Nos despertamos en torno a las seis, ya que aquí amanece antes y porque tenemos ganas de ver la ciudad. En el hotel, todo el personal sabe castellano, con bastante buen nivel. Empezamos a recorrer las calles de Bucarest, en las que descubrimos edificios muy interesantes pero que están algo descuidados... Tan descuidados como los modales de un par de taquilleras de transporte público donde intentamos adquirir un billete diario para todos los transportes.
Empezamos la visita en la plaza 21 de Diciembre, donde empezó el levantamiento contra el dictador Nicolae Ceaușescu en 1989, donde hoy en día se muestran unas cruces que homenajean a los caídos. En la misma plaza está también el kilómetro 0 de Rumanía, que descubrimos por casualidad.

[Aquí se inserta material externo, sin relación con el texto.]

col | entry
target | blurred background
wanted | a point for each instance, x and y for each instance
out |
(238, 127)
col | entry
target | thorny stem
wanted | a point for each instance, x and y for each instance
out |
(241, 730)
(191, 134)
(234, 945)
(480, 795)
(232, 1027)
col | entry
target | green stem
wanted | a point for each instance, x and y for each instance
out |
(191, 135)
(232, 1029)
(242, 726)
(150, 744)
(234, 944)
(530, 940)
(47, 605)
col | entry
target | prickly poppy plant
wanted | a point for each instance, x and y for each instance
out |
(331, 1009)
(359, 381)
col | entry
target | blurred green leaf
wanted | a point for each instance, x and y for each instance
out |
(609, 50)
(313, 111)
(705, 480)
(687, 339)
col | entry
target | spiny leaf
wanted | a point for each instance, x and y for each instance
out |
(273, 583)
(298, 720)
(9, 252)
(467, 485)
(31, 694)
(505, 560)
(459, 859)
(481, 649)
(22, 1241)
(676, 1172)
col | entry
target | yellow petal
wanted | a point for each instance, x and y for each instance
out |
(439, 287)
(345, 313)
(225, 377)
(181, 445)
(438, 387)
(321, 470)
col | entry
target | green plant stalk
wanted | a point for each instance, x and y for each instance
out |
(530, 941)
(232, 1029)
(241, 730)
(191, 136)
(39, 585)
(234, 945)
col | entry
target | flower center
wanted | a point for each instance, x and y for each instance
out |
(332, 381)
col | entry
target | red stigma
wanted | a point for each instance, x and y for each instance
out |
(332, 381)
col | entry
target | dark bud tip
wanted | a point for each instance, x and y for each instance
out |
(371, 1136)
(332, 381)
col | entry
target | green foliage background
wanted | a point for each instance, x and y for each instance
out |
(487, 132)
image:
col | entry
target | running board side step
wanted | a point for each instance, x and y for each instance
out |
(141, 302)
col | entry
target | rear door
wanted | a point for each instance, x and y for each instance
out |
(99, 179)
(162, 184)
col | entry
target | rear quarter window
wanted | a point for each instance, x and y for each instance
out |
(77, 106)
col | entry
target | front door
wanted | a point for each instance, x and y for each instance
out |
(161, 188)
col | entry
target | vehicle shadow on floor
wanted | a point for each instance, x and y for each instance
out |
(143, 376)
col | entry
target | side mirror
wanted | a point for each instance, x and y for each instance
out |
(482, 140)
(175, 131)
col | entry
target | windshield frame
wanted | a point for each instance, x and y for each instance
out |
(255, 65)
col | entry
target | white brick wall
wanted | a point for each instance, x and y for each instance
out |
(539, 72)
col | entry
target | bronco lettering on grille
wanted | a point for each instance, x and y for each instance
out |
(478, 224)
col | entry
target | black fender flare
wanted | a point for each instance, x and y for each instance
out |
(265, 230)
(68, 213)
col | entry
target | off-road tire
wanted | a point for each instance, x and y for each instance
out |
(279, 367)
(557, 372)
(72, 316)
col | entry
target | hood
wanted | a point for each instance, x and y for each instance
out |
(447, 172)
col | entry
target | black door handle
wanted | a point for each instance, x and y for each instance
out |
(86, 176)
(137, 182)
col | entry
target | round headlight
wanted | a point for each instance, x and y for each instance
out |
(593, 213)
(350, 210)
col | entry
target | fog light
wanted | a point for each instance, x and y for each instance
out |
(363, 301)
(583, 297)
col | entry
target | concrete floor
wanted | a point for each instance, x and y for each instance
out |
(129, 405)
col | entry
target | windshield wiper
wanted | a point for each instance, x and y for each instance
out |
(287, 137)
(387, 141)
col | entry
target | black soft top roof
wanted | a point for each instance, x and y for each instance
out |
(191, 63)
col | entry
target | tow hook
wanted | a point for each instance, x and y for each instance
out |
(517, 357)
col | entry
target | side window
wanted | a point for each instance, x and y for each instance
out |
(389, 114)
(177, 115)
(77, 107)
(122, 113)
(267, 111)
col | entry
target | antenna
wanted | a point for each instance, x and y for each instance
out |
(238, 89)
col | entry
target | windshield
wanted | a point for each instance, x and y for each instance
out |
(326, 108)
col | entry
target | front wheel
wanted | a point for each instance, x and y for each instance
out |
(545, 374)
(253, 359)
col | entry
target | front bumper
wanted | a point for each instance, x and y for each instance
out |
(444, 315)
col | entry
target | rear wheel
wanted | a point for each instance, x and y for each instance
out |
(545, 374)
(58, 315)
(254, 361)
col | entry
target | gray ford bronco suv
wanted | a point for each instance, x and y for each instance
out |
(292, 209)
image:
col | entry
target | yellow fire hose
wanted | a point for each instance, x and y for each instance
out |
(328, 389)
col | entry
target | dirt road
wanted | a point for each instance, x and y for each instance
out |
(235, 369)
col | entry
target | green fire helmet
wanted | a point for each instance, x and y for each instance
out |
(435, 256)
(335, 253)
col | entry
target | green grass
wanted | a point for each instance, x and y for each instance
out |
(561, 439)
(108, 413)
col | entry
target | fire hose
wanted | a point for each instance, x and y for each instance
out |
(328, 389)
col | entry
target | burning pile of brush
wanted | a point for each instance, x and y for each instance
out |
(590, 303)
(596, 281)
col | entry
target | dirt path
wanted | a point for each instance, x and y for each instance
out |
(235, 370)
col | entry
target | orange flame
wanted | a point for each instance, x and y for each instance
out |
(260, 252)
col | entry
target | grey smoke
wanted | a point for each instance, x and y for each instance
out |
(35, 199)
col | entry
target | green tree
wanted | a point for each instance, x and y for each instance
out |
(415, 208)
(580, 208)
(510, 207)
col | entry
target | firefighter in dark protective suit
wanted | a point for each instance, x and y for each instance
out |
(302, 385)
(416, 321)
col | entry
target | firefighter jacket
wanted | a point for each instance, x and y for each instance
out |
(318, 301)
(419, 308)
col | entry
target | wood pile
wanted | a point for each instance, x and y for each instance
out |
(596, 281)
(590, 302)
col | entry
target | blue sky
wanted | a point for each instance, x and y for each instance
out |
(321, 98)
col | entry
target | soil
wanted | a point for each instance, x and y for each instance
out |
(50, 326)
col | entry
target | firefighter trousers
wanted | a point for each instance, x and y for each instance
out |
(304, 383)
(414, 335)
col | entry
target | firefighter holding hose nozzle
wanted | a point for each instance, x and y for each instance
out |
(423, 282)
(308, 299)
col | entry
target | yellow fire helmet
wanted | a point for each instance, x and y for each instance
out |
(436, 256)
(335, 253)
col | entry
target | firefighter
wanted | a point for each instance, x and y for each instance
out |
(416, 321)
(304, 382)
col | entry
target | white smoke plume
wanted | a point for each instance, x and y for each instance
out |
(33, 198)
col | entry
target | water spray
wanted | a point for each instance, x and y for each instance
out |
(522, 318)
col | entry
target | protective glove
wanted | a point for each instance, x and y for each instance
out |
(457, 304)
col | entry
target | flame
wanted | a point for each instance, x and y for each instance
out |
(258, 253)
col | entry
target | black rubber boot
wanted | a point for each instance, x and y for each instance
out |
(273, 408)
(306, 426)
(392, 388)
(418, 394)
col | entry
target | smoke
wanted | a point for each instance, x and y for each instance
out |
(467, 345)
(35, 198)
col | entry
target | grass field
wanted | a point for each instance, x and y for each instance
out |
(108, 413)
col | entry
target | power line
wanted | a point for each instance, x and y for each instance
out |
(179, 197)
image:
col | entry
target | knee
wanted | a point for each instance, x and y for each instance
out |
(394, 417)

El entorno del palatul es el máximo exponente, que conozcamos, de la arquitectura brutalista: grandes avenidas con edificios comunistas, elegantes pero sobrios, con colores y formas muy uniformes. Sin embargo, el esplendor y la frescura se encuentra en los parques de la ciudad, llenos de flores, esculturas y gente disfrutándolos. El primero que visitamos es el parque Carol I, donde se encuentra el monumento al soldado desconocido. Después, nos dirigimos a la Iglesia Ortodoxa del Patriarcado Rumano, en cuyo pórtico hay unas exquisitas pinturas.
Va siendo hora de comer, así que, paseando por el parque Cișmigiu decidimos comer en una terraza frente a un estanque con muy buena pinta. Pedimos cocina tradicional rumana: mămăligă (una especie de pan hecho con sémola de trigo), sarmale (carne enrollada en col) y de postre unos papanasi (bollos con cereza y caramelo), todo muy rico aunque diferente a lo que estamos acostumbrados.

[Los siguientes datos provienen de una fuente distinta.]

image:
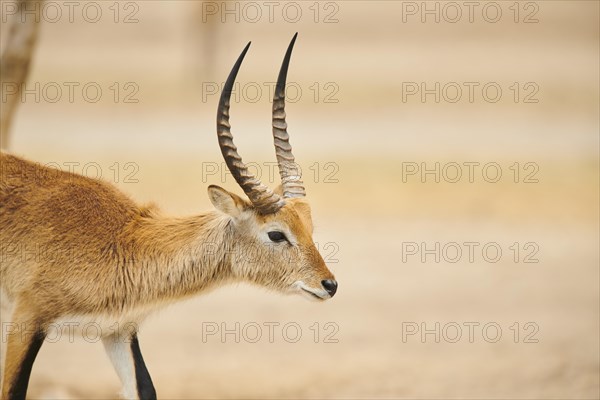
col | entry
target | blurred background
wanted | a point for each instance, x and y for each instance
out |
(450, 154)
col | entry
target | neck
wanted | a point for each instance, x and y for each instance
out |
(173, 258)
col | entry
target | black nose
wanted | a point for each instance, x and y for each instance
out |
(330, 285)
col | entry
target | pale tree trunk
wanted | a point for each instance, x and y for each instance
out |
(24, 17)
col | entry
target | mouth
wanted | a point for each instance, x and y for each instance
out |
(314, 294)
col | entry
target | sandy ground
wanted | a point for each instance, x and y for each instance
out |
(521, 325)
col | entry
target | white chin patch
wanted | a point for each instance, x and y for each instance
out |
(309, 292)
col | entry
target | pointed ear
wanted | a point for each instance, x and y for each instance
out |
(225, 201)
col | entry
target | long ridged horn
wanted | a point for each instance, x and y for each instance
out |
(263, 198)
(291, 179)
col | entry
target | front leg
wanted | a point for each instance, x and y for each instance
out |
(126, 357)
(21, 349)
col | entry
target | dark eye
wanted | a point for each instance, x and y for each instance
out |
(277, 236)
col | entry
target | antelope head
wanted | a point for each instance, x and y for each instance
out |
(271, 232)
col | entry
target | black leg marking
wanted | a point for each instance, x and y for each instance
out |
(18, 390)
(145, 386)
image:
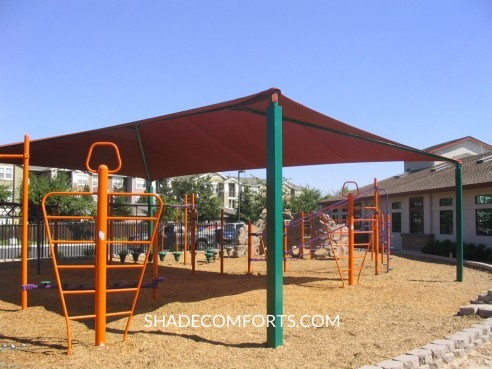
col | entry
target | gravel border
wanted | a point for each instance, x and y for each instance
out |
(447, 350)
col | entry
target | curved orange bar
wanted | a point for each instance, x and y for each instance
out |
(89, 155)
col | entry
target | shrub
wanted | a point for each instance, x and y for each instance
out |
(470, 250)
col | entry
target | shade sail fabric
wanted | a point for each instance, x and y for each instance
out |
(221, 137)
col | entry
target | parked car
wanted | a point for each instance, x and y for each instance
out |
(208, 237)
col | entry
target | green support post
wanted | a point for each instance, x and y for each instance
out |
(274, 225)
(155, 250)
(459, 222)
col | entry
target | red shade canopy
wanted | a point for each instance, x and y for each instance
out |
(225, 136)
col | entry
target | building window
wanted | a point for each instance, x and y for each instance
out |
(396, 222)
(6, 173)
(117, 182)
(95, 181)
(446, 221)
(232, 190)
(483, 219)
(82, 179)
(140, 184)
(416, 215)
(447, 201)
(483, 199)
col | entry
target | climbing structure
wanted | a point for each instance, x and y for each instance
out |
(102, 243)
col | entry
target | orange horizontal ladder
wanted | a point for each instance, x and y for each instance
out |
(101, 242)
(352, 245)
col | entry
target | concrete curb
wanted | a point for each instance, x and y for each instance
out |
(445, 351)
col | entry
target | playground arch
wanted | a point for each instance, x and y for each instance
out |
(263, 130)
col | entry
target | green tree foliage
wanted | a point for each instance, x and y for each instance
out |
(307, 201)
(120, 204)
(4, 193)
(40, 185)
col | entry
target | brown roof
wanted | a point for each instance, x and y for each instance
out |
(221, 137)
(448, 143)
(476, 173)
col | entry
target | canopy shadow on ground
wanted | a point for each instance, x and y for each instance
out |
(180, 285)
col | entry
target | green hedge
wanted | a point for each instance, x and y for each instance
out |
(471, 251)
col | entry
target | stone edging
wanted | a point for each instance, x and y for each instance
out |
(443, 351)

En el norte de la ciudad, en el parque Herăstrău, visitamos un parque etnográfico con edificios auténticos de diferentes zonas del país. De ahí, cogemos el metro para volver al centro, donde vemos algunas tiendas en la animada calle Lipscani y vemos caer la tarde. Aunque no tenemos mucho hambre, la visita a Caru`cu Bere es obligada. Es un restaurante que lleva más de 100 años abierto y enseguida adivinamos por qué: el interior de madera es muy interesante, la comida riquísima y el precio asequible. Degustando una Ciorbă de Fasole cu Ciolan (sopa servida dentro de un pan) y una parrillada de carne, de repente comienza un espectáculo de baile que se convierte en toda una experiencia.
Bucarest nos ha encantando. Esperábamos que fuera una ciudad descuidada en la que tener que poner un poco de precaución extra, pero nada más lejos de la realidad. Como la mayoría de ciudades del este tiene un aire melancólico y post-comunista, pero, se ve que poco a poco va recuperando un esplendor que quedó congelado en el tiempo, lo cual hace que aún no haya muchos turistas, y, a la vez, más especial. ¿Y quién dijo perros sueltos? ¡¡Aquí sólo hay algunos gatitos encantadores sueltos!!